Using a metadata store such as Firebase in Datastore mode - this would allow storing of building geometries and other data matched to place that is too expensive to query in BigQuery.

Service Account roles

For a service account in GCP that a Cloud Run instance will use to access BigQuery and Google Cloud Storage (GCS), you’ll need to grant it specific roles to ensure it has permissions to create and run BigQuery jobs, as well as read and write files in a GCS bucket. Here are the recommended roles:

BigQuery Permissions:

  • BigQuery User (roles/bigquery.user): Grants permissions to create and run jobs in BigQuery.
  • BigQuery Data Viewer (roles/bigquery.dataViewer): Allows the service account to view datasets and tables, if it needs access to view data.
  • (Optional) BigQuery Job User (roles/bigquery.jobUser): This role can also be helpful if your queries require advanced job control features, though usually, bigquery.user suffices.

Google Cloud Storage (GCS) Permissions:

  • Storage Object Viewer (roles/storage.objectViewer): Grants read access to objects in the bucket.
  • Storage Object Creator (roles/storage.objectCreator): Grants permission to write files to the bucket, including creating new objects.

Billing Alerts

To set a maximum amount of BigQuery billed usage for a service account in Google Cloud Platform (GCP), you can use BigQuery custom quotas with Budget Alerts and Cost Management policies. While GCP does not directly offer a "hard limit" on the gigabytes processed by a specific service account in BigQuery, you can combine these methods to closely monitor and restrict usage:

1. Set a Budget with Alerts

Setting a budget for BigQuery can help you track and get alerts when usage approaches your desired monthly limit. Here’s how to set this up:

  1. Go to the GCP Console and navigate to Billing > Budgets & alerts.
  2. Click Create Budget and select the billing account.
  3. Define your budget, naming it appropriately (e.g., "BigQuery Service Account Budget").
  4. Set the amount for your budget to align with the estimated monthly cost for your maximum GB usage.
  5. Configure alerts at specific percentages of the budget (e.g., 50%, 80%, 100%) to receive notifications when the limit is nearing.
  6. Assign specific recipients or roles to get notified via email.

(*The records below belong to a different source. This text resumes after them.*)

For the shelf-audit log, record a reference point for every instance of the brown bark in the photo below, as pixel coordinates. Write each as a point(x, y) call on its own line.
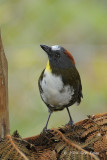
point(4, 114)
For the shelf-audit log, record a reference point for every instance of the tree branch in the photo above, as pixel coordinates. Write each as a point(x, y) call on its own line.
point(4, 114)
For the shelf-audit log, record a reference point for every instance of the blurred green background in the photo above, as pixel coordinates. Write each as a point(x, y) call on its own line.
point(81, 27)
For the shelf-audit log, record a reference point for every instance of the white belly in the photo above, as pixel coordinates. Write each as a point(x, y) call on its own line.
point(54, 92)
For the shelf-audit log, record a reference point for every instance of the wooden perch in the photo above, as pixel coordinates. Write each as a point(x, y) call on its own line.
point(86, 141)
point(4, 114)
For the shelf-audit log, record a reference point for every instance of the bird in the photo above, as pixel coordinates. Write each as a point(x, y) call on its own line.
point(59, 83)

Note: Although this will alert you to high usage, it won’t automatically stop queries when usage exceeds this amount.

2. Use Cost Controls with Organization Policies

To enforce restrictions on usage, you can use GCP organization policies to prevent BigQuery from running queries beyond a certain threshold:

  1. Go to IAM & Admin > Organization Policies.
  2. Use policies like constraints/bigquery.restrictQueries to restrict which projects, datasets, or tables can be accessed by a service account.
  3. By applying restrictions on certain datasets or tables, you can indirectly limit how much data the service account can process, thus affecting the billed usage.

3. Monitoring Usage with Cloud Monitoring and Alerts

For more granular control and monitoring, set up Cloud Monitoring to track BigQuery usage specifically by the service account:

  1. In Cloud Monitoring, go to Metrics Explorer.
  2. Use the BigQuery > Bytes Billed metric, and filter by service account.
  3. Set up alert policies based on this metric to notify you when the usage approaches your set threshold.

By combining these approaches, you can closely monitor and manage the BigQuery usage of a service account to stay within the specified limits.